I would love to see something like that even if i would use it in a little other way then separate stream from record :)
Actually i found a self made trick to get an overlay on screen and record / stream a scene without my "overlay".
I made a "overlay" scene and made a full-screen projector of it:






As you can see it is an overlay for
- facecam (right upper connor)
- record / stream timer
- cam status
- viewcounter
- streambos
- streamlabs alert
- and stream chat (isnt shown because i am not live)

At his point it is just a Black Screen with overlay:





Here comes the magic named AHK (Autohotkey)
I am using a script to keyout the black background and make the overlay clicktthroughable + on top

This is how it looks like:





Now i am able to record / stream a different scene without my overlay.

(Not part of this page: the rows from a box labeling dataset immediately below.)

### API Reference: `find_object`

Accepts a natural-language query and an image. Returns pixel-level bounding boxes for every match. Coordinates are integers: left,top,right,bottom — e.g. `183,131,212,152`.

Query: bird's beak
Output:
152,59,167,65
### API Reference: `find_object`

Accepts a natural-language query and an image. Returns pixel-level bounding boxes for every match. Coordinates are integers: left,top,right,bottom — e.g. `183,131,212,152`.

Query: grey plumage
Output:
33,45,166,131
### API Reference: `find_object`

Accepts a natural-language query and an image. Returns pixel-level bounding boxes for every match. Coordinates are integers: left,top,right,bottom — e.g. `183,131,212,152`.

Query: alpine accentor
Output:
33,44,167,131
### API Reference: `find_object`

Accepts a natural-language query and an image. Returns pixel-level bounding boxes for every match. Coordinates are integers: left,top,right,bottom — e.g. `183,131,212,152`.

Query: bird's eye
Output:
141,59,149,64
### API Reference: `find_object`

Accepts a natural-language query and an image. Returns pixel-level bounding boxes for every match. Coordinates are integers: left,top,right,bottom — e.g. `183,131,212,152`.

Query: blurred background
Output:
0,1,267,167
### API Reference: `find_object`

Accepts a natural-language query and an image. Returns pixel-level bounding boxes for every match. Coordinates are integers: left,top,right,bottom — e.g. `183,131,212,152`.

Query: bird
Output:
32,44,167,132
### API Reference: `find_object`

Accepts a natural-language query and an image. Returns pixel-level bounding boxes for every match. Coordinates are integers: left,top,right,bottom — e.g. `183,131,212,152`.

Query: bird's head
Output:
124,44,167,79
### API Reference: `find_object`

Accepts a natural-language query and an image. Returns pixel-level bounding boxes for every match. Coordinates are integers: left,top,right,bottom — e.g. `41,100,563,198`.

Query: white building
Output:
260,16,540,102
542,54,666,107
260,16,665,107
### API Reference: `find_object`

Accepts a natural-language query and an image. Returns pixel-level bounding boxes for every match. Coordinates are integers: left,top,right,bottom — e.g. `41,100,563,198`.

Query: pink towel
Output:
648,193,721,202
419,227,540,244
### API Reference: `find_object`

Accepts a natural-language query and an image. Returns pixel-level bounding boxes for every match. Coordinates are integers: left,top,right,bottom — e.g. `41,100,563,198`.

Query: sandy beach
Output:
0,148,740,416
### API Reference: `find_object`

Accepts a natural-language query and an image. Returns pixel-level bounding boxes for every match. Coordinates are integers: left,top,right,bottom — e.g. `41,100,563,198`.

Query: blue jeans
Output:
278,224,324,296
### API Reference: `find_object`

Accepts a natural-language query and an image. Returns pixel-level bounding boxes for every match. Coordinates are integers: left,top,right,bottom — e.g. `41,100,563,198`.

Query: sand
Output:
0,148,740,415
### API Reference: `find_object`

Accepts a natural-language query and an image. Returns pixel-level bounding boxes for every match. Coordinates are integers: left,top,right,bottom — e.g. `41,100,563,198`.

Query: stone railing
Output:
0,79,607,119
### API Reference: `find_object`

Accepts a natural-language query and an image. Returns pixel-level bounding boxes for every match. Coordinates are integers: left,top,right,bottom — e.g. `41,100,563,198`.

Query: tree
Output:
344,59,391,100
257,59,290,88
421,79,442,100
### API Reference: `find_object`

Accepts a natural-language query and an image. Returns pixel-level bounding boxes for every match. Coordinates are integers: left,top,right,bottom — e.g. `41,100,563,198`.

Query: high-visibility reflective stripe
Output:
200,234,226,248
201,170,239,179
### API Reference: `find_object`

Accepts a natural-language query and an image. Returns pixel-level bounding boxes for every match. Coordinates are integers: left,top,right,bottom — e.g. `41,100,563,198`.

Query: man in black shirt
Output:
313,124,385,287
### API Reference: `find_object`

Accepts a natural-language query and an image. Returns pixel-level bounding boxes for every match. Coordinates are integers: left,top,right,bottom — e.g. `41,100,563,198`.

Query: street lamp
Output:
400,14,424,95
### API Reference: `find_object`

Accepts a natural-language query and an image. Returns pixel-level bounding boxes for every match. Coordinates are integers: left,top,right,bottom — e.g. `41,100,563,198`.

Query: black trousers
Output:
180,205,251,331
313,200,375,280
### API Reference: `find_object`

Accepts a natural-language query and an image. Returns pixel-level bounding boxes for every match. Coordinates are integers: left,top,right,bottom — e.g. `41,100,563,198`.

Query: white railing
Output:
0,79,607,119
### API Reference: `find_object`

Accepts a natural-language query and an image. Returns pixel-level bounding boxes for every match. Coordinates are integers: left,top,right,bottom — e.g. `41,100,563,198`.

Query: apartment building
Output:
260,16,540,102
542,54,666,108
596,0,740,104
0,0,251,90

It works quiet Well and in most games i have stable 60fps.
BUT it eats up a lot of hardwaresource and on some games on PC i have framedrops because AHK needs much resource to key out the background

So because you already have the ability to projecting a hole scene, isn't there a possibility to give the possibility of a transparent background in a scene? or would it also eats up a lot of hardware src?

-------

To fit the request of others: atm you can record + stream at the same time. Would it not be possible to give option which scene is set to be recorded and which scene is selected to stream? i would use a ingame scene without any streamoverlay for raw foodage and use scene with overlay to stream. Especially when i am doing a live lets play.

Sorry for my bad english - i Hope its understandable

Cheerz


----------